K.'s Curious Behavior During His Arrest
K. wakes up one morning and, still in bed, rings for his breakfast to be brought. Instead of the maid, two strangers arrive, ordinary men, in ordinary dress, who nevertheless immediately behave with such authority that K. cannot help but feel their force, their power. So although he is exasperated, he is incapable of throwing them out and instead he politely asks them: "Who are you?"
From the beginning, K.'s behavior oscillates between his weakness, prepared to bow to the intruders' unbelievable effrontery (they have come to notify him that he is under arrest), and his fear of appearing ridiculous. For instance, he says firmly: "I shall neither stay here nor let you address me until you have introduced yourselves." It would suffice to pull these words out of their ironic setting, to take them literally (as my reader took Banakas words), and K. would be for us (as he was for Orson Welles in his film version of The Trial) a man-in-revolt-against-violence. Yet it suffices to read the text carefully to see that this man said to be in revolt continues to obey the intruders, who not only never deign to introduce themselves but also eat his breakfast and keep him standing the whole time in his nightshirt.
At the end of this scene of odd humiliation (he offers them his hand and they refuse to take it), one of the men says to K.: "You'll be going to the bank now, I suppose?" "To the bank?" asks K. "I thought I was under arrest."

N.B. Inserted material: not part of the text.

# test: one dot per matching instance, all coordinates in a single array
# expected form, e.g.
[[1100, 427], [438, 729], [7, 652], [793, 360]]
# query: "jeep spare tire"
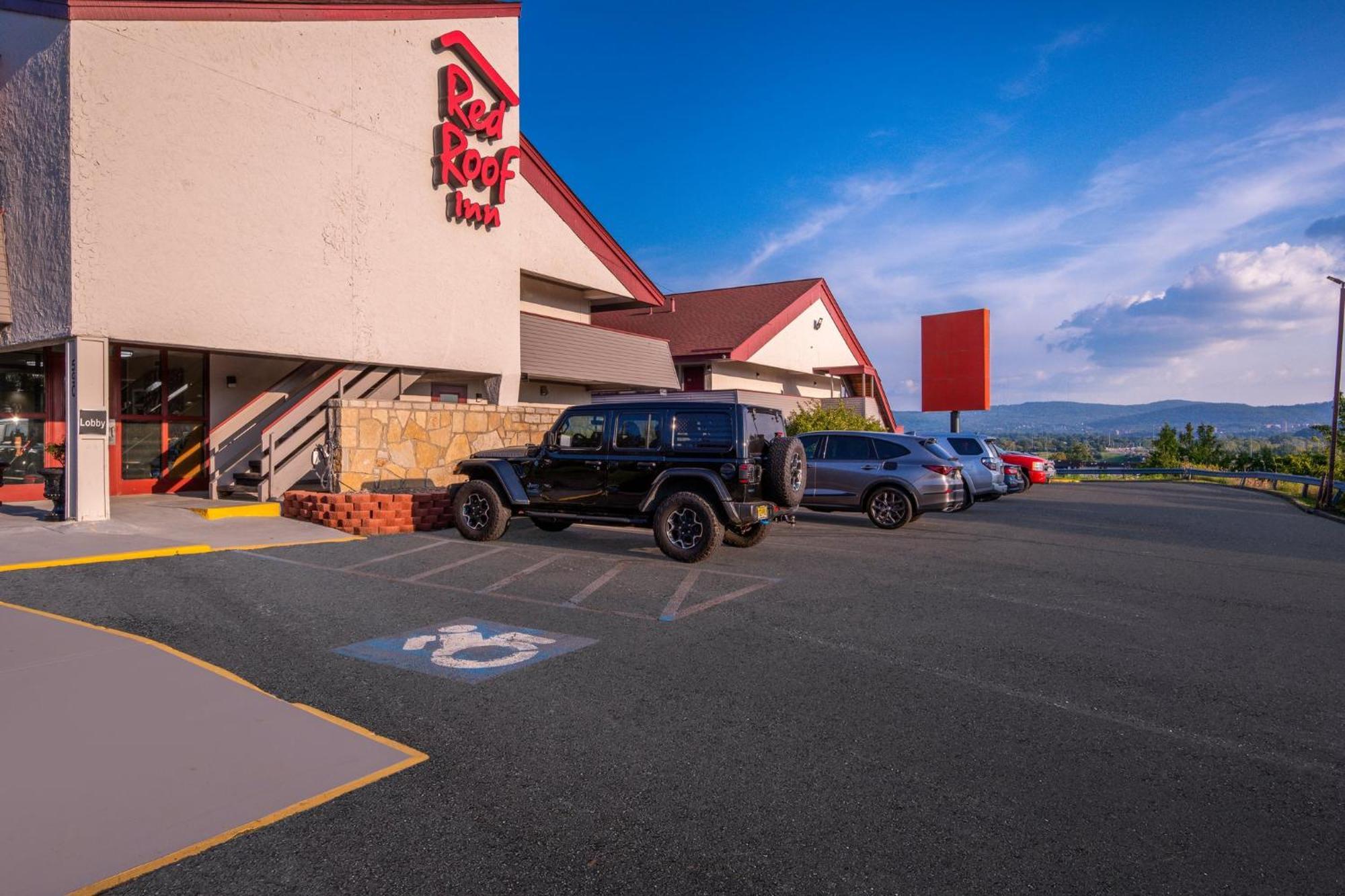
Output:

There he is again, the man-in-revolt-against-violence! He is being sarcastic! He is being provocative! As, by the way, Kafka's commentary makes explicit: "K. asked the question with a certain defiance, for though his offer to shake hands had been ignored, he felt, especially now that the inspector had risen to his feet, more and more independent of all these people. He was playing with them. If they should leave, he planned to chase after them to the front door and offer himself up for arrest."
Here is a very subtle irony: K. is capitulating but wants to see himself as someone strong who "plays with them," who mocks them by derisively pretending to take his arrest seriously; he is capitulating but immediately also interprets his capitulation in a way that lets him maintain his dignity in his own eyes.
People first read Kafka with a tragic expression on their faces. Then they heard that when Kafka read the first chapter of The Trial to his friends, he made them all laugh. Thereupon readers started forcing themselves to laugh too, but without knowing exactly why. What actually is so funny in this chapter? K.'s behavior. But what is comic about this behavior?
The question reminds me of the years I spent at the cinema school in Prague. During the teachers' meetings, a friend and I would always watch with a malicious affection one of our colleagues, a writer of about fifty, a man who was subtle and correct but whom we suspected of tremendous, incurable cowardice. We dreamed up the following scenario, which (alas!) we never carried out:
In the middle of the meeting, one of us would suddenly tell him: "On your knees!"
At first he wouldn't understand what we wanted; or more exactly, in his clear-eyed cravenness, he would understand instantly but would think to gain a little time by pretending not to understand.
We would have to say it louder: "On your knees!"